Congress has provided that the Secretary of Health, Education and Welfare shall promulgate regulation providing for the listing of coal-tar colors that are harmless and suitable for use in foods and for the certification of batches of such colors with or without harmless -- I mean, without harmless diluent.

These regulations are to be promulgated after public proceedings on the basis of evidence and are subject to judicial review in the United States Courts of Appeals.

In 1939, after a hearing, the color FD&C Red 32 was placed on the list for unrestricted use in foods, drugs and cosmetics.

In 1947 to 1950, there developed certain scientific and congressional unrest over the possible toxicity of a number of the coal-tar colors, particularly the oil-soluble colors.

So, the Food and Drug Administration of the Department of Health, Education and Welfare undertook a new scientific appraisal of the toxic potential of these colors.

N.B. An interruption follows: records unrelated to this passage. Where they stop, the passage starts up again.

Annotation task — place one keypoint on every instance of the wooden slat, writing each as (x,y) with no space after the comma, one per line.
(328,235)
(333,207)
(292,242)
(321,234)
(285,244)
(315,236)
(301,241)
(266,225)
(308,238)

Study was initiated in 1951 and continued until 1953.

The method of studying the colors was to feed them in small amounts to test animals, rats and dog, which would be -- could be kept under a controlled environment, their feed and other circumstances watched.

They could be observed during their lifetime, sacrificed in autopsy at the end of the experiment.

When the experiment was over, the Department frankly called the industry representatives and -- and gave it the result saying that in the Department's opinion, the colors have proved to be toxic and not harmless.

A hearing was scheduled held in 1954.

Hearing lasted only a day.

The sole scientific evidence was presented by the United States Government by one witness, a Dr. Vos.

He testified that the color was fed at various levels to rats and to dogs.

At 2% in the diet of rats killed all the rats within a week.

At 1%, all the rats were dead in 12 days at a 0.5% in 21 days.

The lower levels were fed down to a thousand parts per million which is a tenth of 1% in the diet, and at the lowest level fed there were distinct injuries to the animals when they were all toxic, the injuries being to heart, liver, spleen and to the muscular dystrophy activities of the body.

Dogs fed at somewhat lower levels, 400 parts and 100 parts per million.

At 400 parts, all -- all the dogs involved died.

At 100 parts, one of four dogs sickened and died.

The least toxic of the three colors involved was the only one that had been involved in a human episode of poisoning.

Orange 1, it had been involved in an acute poisoning and the symptom which it produced was diarrhea, the objective symptom it being the same symptom produced in the test animal.

Felix Frankfurter:

Mr. Goodrich.

William W. Goodrich:

Yes, sir.

Felix Frankfurter:

I could appreciate your details more if you would tell us to what purpose do you submit them.

William W. Goodrich:

I'm submitting them for -- to the purpose of showing that the color through scientific evidence was shown to be not a harmless one, but a toxic one.

And on this undisputed evidence, the Secretary so found and the Court of Appeals for the Second Circuit as well as for the Fifth Circuit upheld that fairly.